Se receber, como o Auxílio Brasil não diferencia famílias mais numerosas das que têm apenas um morador, terá apenas R$ 150 por mês para cada integrante da família. Esse desenho do programa acaba prejudicando os lares com crianças, “principalmente pelo expressivo número de mães solo com filhos”, alerta Menezes.

Outro ponto levantado pelo pesquisador é a redução significativa nos recursos para merenda escolar, que estão congelados desde 2017, com a inflação dos alimentos ultrapassando 43% desde o início da pandemia em 2020:

— Quando o Brasil saiu do mapa da fome, a alimentação escolar teve papel importante. A alimentação na escola vai piorando, com a substituição de alimentos de melhor qualidade nutricional para ultraprocessados, mais baratos.

O presidente Jair Bolsonaro vetou o reajuste de 34% nos recursos repassados para merenda escolar, incluído pelo Congresso no Orçamento, em meados do mês passado.

— A fome é mais gritante nas casas nas quais a mulher é responsável pela família com crianças. É retrato que vejo todo dia — diz Kiko Afonso, executivo da Ação da Cidadania.

Queda nas doações

A situação do mercado de trabalho dificulta vencer a fome. A pesquisa mostra que a fome é ameaça em 44,7% dos lares onde o responsável é um trabalhador informal ou alguém que está desempregado. Nos lares onde o trabalho é formal, esse percentual cai a 16,7%.

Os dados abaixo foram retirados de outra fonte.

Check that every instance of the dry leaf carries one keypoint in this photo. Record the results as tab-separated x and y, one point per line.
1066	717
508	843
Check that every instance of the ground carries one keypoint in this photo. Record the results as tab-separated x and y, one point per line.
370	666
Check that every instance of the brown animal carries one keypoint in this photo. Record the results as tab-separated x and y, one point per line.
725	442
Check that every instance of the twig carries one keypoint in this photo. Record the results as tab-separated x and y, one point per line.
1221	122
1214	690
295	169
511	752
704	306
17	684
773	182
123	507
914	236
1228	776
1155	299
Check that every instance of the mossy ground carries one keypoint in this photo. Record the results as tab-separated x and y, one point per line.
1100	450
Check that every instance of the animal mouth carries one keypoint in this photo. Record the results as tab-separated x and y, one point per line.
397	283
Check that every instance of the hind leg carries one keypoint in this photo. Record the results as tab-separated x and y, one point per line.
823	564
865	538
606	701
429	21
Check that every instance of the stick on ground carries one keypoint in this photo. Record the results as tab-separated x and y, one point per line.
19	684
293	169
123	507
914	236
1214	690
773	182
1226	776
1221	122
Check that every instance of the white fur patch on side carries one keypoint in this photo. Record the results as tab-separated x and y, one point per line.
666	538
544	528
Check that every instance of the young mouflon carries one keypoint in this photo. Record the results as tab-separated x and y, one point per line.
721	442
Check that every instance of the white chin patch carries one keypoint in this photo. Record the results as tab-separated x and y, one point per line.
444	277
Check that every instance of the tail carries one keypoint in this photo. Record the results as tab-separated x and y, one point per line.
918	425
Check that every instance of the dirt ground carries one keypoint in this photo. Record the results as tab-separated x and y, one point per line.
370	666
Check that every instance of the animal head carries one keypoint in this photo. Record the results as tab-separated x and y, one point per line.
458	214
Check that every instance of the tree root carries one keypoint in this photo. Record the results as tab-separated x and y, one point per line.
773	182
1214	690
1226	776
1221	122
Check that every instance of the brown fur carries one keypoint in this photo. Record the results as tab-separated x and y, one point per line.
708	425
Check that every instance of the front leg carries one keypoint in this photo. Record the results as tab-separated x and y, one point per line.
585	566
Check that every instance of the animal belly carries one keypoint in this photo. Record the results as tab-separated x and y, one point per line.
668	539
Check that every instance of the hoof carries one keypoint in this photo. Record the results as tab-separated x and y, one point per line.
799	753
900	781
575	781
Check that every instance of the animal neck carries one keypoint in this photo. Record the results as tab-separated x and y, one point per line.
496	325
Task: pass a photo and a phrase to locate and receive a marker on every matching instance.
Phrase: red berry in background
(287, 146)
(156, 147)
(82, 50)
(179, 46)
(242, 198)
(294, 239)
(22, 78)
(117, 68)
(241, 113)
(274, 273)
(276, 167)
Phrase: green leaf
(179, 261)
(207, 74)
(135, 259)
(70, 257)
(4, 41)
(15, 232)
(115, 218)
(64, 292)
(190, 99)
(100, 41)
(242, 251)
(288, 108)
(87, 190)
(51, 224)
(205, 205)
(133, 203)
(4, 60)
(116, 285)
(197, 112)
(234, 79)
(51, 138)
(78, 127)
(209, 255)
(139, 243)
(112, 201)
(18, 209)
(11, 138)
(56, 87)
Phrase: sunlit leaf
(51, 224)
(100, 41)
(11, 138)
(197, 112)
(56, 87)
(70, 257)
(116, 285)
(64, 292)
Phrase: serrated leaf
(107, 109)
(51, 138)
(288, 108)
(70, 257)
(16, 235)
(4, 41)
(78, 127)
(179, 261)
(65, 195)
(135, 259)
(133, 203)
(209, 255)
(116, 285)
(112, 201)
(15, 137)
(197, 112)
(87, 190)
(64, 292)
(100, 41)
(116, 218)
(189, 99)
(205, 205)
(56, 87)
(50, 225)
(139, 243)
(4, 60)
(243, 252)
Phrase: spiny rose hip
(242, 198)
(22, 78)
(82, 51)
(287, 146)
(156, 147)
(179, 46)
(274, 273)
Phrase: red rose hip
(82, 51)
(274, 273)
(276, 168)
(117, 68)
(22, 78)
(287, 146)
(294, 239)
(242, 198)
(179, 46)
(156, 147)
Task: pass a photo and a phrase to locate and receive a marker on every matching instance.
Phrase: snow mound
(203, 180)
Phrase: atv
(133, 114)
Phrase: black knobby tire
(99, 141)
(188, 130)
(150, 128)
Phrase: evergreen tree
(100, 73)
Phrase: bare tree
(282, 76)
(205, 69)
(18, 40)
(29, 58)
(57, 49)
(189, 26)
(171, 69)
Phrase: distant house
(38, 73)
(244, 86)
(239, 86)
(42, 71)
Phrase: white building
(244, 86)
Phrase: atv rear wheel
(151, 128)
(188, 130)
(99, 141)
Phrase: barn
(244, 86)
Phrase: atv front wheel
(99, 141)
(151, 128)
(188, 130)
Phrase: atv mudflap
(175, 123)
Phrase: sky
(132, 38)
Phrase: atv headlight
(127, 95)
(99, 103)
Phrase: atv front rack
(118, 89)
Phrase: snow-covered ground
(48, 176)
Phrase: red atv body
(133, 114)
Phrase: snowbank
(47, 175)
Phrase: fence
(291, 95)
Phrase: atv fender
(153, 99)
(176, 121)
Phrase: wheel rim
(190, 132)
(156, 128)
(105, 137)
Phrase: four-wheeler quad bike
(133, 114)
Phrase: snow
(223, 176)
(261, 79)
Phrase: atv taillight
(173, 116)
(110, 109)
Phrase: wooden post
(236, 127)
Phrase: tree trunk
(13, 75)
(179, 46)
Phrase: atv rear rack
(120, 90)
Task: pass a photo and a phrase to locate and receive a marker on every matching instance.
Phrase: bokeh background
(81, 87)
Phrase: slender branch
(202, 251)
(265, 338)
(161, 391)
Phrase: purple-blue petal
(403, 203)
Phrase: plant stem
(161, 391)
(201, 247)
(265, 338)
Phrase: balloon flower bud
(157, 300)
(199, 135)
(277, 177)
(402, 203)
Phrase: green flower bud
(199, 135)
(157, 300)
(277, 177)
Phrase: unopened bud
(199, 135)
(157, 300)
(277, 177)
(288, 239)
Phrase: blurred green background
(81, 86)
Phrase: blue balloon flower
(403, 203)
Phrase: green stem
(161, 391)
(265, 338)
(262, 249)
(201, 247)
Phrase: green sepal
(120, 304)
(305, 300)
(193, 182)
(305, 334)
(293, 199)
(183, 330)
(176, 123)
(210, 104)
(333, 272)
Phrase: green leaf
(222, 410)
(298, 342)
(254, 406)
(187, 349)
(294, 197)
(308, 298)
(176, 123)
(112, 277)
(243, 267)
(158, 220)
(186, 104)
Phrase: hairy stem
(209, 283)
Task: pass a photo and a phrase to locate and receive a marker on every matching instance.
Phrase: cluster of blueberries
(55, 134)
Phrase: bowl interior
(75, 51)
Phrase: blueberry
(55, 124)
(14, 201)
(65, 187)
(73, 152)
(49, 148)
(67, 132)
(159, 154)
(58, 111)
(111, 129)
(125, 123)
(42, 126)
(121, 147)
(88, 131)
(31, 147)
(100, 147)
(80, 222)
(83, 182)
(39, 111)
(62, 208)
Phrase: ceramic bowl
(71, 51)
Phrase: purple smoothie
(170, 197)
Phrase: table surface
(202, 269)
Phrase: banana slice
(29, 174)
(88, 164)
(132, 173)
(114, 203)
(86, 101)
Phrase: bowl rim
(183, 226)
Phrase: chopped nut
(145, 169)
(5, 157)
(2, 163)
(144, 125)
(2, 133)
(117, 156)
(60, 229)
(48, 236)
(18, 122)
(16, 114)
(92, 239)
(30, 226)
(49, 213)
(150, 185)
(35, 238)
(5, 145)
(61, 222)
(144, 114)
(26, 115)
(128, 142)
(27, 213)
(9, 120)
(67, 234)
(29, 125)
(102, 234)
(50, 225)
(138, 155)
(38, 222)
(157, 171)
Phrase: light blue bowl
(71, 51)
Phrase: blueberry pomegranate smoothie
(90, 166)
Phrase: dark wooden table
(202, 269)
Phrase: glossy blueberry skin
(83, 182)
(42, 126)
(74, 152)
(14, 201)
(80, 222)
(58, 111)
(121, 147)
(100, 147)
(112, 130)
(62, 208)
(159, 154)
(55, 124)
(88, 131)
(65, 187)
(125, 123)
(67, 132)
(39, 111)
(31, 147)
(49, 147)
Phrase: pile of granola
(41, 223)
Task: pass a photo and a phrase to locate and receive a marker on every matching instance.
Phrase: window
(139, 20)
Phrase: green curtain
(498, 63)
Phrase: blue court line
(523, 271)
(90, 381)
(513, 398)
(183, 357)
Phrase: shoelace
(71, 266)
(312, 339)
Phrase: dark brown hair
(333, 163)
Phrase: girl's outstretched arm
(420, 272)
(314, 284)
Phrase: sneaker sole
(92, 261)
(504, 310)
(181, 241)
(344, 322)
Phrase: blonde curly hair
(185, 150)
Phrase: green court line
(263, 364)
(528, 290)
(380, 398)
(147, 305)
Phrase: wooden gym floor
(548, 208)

— Essas famílias com crianças pequenas são onde estão os desempregados, os informais, com baixa escolaridade e baixa capacidade de empregabilidade. Vencer isso vai exigir medidas interligadas, que abordem todos esses aspectos —alerta Ana Segall, médica sanitarista e pesquisadora da Rede Penssan.

Na média, a fome atinge 15,5% dos lares no país. Em 14 estados, a taxa é ainda maior. Em Alagoas, chega a 36,7%.

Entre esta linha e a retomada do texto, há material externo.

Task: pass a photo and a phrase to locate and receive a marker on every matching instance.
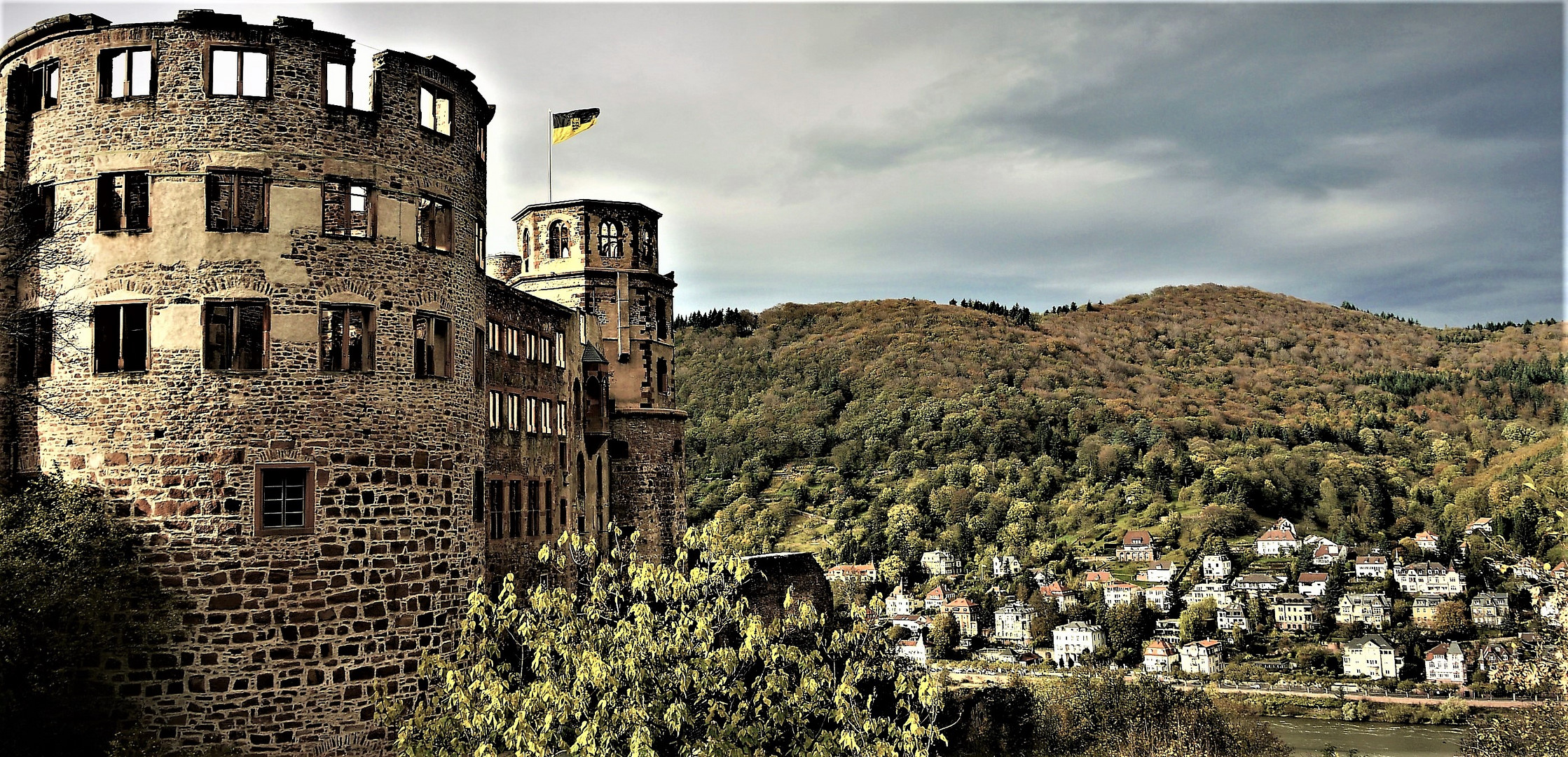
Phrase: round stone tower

O temor de Afonso, da Ação da Cidadania, já está acontecendo: a naturalização da fome. As doações para a ONG criada por Betinho caíram de R$ 100 milhões em 2020 para R$ 15 milhões este ano:

— Como sempre aconteceu, a fome é naturalizada.

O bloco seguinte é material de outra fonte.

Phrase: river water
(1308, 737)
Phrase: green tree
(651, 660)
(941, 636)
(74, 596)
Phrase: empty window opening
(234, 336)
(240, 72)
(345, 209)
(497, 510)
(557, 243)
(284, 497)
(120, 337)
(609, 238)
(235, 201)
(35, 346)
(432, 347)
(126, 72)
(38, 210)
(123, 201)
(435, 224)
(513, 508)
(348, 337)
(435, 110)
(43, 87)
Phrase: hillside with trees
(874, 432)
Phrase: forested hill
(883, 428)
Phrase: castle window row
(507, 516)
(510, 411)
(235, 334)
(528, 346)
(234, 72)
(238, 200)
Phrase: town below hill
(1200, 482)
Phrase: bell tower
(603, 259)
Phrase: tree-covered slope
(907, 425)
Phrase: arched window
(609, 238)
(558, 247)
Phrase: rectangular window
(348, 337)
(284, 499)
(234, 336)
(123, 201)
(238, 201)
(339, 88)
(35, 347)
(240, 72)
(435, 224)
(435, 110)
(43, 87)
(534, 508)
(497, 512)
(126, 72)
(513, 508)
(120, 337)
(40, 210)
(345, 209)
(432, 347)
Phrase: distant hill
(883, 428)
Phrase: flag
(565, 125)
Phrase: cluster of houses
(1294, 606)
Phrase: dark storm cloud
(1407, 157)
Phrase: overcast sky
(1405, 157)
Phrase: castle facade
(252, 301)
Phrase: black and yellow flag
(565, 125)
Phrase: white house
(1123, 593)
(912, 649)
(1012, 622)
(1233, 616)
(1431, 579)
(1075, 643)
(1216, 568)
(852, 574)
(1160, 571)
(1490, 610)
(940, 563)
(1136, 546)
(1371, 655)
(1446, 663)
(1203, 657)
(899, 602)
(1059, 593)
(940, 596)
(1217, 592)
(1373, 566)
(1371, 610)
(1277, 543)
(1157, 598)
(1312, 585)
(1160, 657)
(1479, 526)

Confira os quatro níveis na Escala Brasileira de Insegurança Alimentar (Ebia) usados nesses tipos de levantamento:

  • Segurança alimentar: A família tem acesso regular e permanente a alimentos de qualidade, em quantidade suficiente, sem comprometer outras necessidades básicas, como moradia.

  • Insegurança alimentar leve: Há preocupação ou incerteza se será possível ter acesso a alimentos no futuro. A família acaba contando com uma qualidade inadequada de alimentação para ter quantidade suficiente de comida para todos. Ou seja, troca qualidade por quantidade.

  • Insegurança alimentar moderada: Em razão da falta de alimentos para fornecer a todos, as famílias reduzem a quantidade de comida ou há uma ruptura no padrão de alimentação, ou seja, na quantidade de refeições por dia, na qualidade do que vai para a mesa.

  • Insegurança alimentar grave: A família passa fome (sente fome por falta de dinheiro para comprar alimentos, faz apenas uma refeição ao dia ou fica sem comer um dia inteiro).